O primeiro O diário da princesa foi publicado no ano 2000, nos Estados Unidos. Muitos dos leitores daquela fase têm, hoje, a idade da personagem Mia no novo livro, entre 25 e 26 anos. Eles estão encarando os mesmos desafios da vida que ela encara em O casamento da princesa: a formatura, o primeiro emprego, o início da carreira, um possível casamento e o começo da própria família. Nos Estados Unidos, esse livro é voltado para jovens adultos. Mesmo que Mia esteja mais velha, ela ainda é a mesma pessoa. Tem os mesmos medos, obsessões e, como muita gente, tenta encontrar seu lugar no mundo. Eu espero ter escrito um livro para qualquer pessoa, fãs antigos e novos fãs, que possam apreciá-lo mesmo sem ter lido os livros anteriores ou visto os filmes.
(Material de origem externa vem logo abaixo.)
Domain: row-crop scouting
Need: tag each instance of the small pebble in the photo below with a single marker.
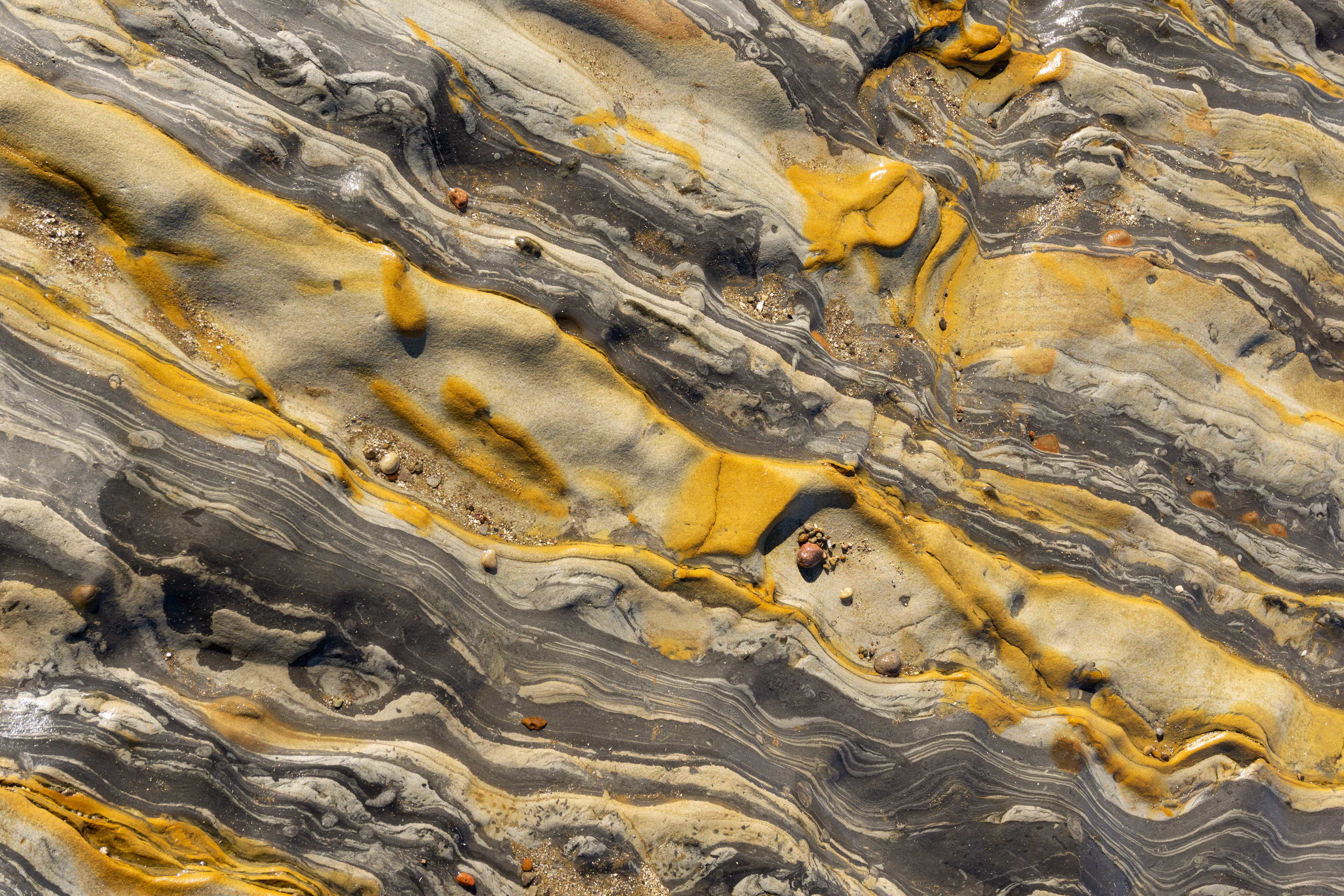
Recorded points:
(888, 664)
(810, 555)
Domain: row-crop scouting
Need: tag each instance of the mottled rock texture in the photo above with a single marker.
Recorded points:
(671, 447)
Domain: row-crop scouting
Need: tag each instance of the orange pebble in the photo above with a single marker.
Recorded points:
(1204, 500)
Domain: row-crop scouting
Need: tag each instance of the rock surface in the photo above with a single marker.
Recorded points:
(377, 377)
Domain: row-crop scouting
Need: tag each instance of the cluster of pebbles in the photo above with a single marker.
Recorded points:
(815, 548)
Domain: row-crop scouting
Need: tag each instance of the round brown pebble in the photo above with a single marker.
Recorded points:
(811, 555)
(888, 664)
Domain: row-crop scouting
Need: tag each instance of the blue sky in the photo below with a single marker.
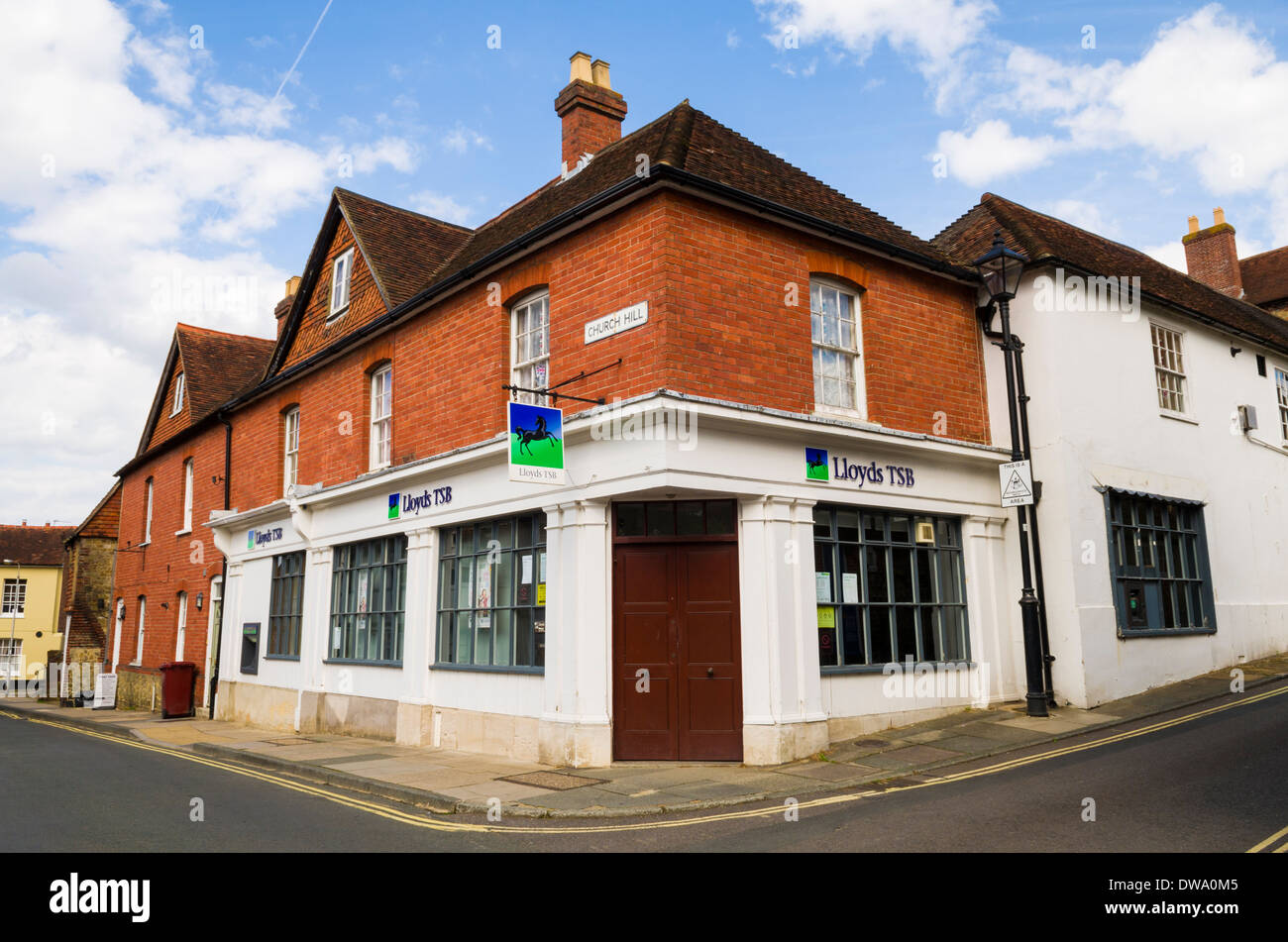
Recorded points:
(137, 159)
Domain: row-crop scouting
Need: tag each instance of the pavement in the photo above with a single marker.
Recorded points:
(445, 780)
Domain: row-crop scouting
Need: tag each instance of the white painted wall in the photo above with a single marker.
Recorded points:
(1095, 421)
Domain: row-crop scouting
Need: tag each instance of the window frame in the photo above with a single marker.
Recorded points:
(180, 631)
(338, 619)
(346, 258)
(953, 546)
(384, 422)
(1186, 387)
(147, 514)
(1280, 374)
(11, 658)
(142, 628)
(518, 368)
(176, 407)
(187, 497)
(18, 594)
(1120, 580)
(290, 448)
(286, 583)
(535, 545)
(859, 409)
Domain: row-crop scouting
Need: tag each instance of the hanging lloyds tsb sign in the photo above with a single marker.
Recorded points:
(536, 444)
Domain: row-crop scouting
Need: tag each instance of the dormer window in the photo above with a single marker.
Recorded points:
(178, 395)
(342, 273)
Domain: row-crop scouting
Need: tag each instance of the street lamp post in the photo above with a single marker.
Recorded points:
(1000, 269)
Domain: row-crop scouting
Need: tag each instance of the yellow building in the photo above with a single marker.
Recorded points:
(31, 576)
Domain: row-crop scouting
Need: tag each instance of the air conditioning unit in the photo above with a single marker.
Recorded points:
(1247, 417)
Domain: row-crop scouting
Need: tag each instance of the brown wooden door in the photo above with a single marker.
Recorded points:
(675, 615)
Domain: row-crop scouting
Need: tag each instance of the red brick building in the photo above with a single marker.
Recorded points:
(86, 605)
(166, 569)
(790, 485)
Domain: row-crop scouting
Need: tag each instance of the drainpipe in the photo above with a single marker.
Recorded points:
(223, 576)
(1026, 451)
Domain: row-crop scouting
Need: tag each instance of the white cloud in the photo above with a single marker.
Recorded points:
(441, 207)
(133, 205)
(462, 139)
(992, 152)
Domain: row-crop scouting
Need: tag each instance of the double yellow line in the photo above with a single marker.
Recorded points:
(451, 824)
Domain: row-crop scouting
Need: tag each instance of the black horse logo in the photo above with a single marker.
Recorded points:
(528, 435)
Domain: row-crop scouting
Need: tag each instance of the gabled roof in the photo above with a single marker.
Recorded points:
(103, 520)
(217, 366)
(34, 546)
(412, 255)
(1048, 240)
(1265, 276)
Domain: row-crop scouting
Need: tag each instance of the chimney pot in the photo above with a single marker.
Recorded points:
(580, 68)
(590, 110)
(599, 71)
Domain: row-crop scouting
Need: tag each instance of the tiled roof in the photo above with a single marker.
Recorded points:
(1046, 238)
(403, 249)
(1265, 276)
(34, 546)
(691, 141)
(219, 366)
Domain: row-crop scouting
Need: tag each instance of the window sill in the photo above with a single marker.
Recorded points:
(488, 668)
(1162, 632)
(884, 668)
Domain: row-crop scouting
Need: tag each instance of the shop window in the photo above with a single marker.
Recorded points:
(14, 603)
(835, 330)
(492, 593)
(1159, 564)
(531, 347)
(662, 519)
(369, 589)
(286, 605)
(888, 587)
(1168, 368)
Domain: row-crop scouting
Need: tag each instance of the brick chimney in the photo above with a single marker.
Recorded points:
(590, 110)
(283, 306)
(1211, 255)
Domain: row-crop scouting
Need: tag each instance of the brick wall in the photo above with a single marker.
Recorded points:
(170, 564)
(719, 326)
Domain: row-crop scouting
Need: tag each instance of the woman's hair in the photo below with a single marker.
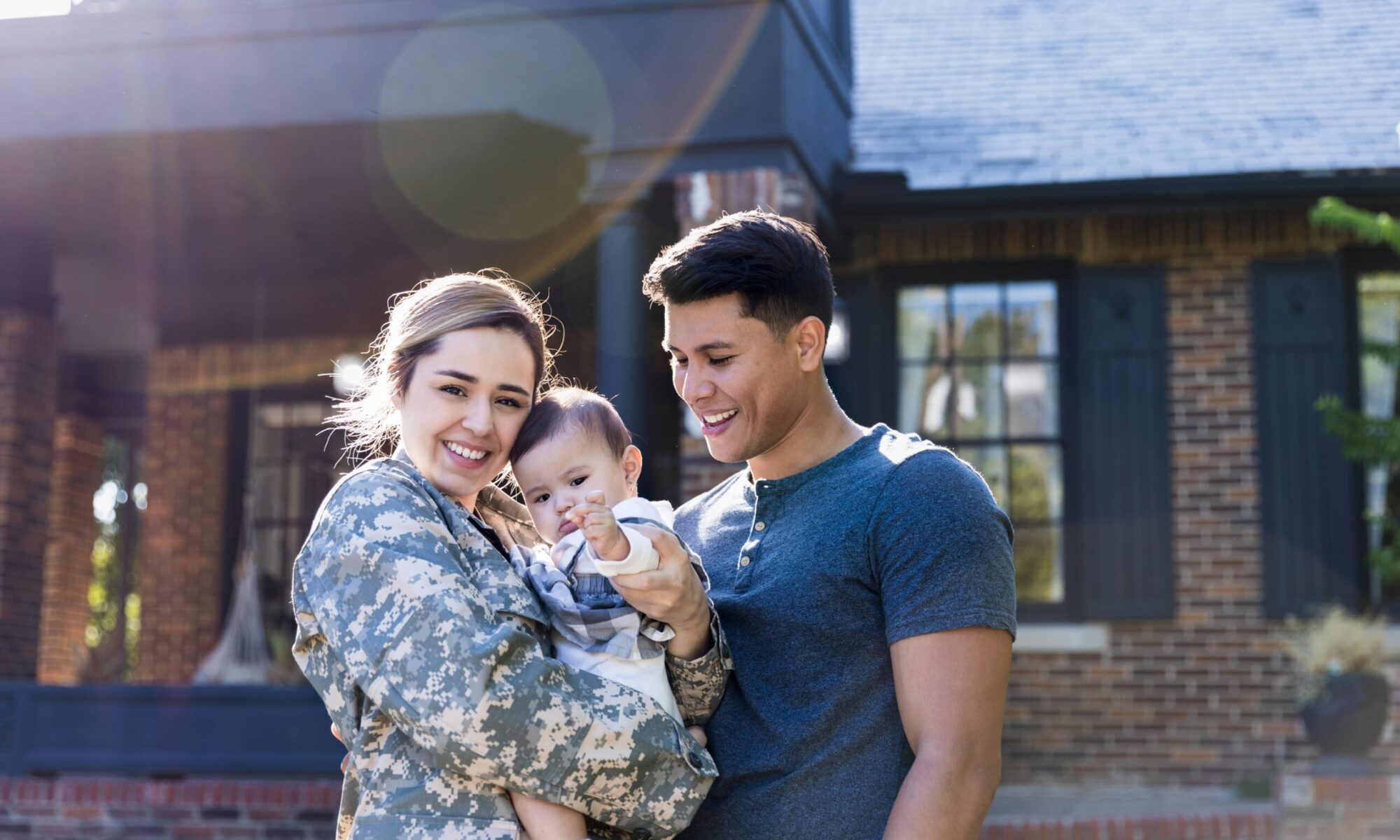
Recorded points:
(418, 321)
(569, 408)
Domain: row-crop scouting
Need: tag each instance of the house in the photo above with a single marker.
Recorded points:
(1070, 241)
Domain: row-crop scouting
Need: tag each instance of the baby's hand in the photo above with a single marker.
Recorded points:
(601, 528)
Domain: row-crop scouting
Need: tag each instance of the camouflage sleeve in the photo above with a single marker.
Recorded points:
(699, 684)
(470, 684)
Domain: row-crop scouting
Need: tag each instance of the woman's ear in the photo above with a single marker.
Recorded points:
(632, 468)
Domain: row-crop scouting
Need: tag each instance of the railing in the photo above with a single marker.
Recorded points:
(166, 732)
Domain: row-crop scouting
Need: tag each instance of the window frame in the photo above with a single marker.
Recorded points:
(1354, 264)
(884, 321)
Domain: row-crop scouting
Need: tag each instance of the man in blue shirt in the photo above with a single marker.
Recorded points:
(863, 576)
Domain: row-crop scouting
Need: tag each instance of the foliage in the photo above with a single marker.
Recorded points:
(1374, 442)
(1336, 642)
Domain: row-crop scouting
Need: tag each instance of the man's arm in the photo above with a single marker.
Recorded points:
(951, 688)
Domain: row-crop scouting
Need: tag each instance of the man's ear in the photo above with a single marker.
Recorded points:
(632, 467)
(810, 337)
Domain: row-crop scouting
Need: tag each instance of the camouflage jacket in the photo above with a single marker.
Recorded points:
(430, 656)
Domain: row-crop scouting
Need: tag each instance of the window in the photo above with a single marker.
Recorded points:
(981, 374)
(1378, 316)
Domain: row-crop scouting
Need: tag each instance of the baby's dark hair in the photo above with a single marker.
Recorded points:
(572, 408)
Na internet, os fãs antigos são maioria. Você acredita que Mia Thermopolis acompanhou o crescimento das garotas dos anos 1990? Qual o segredo para manter essa relação?
Eu acredito que Mia tem muito em comum com as garotas da idade dela. Isso porque eu conheço muitas garotas de 25 ou 26 anos que estão nas mesmas circunstâncias que ela, mesmo não sendo princesas. Muitas têm incertezas sobre o que fazer com suas próprias vidas, carreiras e romances. Elas sentem como se tivessem bebido um pouco demais e não compreendessem o que preocupa suas famílias, seus pais. Não é tão diferente de como eu me sentia nessa fase da vida. Ou até mesmo de como me sinto na minha idade atual!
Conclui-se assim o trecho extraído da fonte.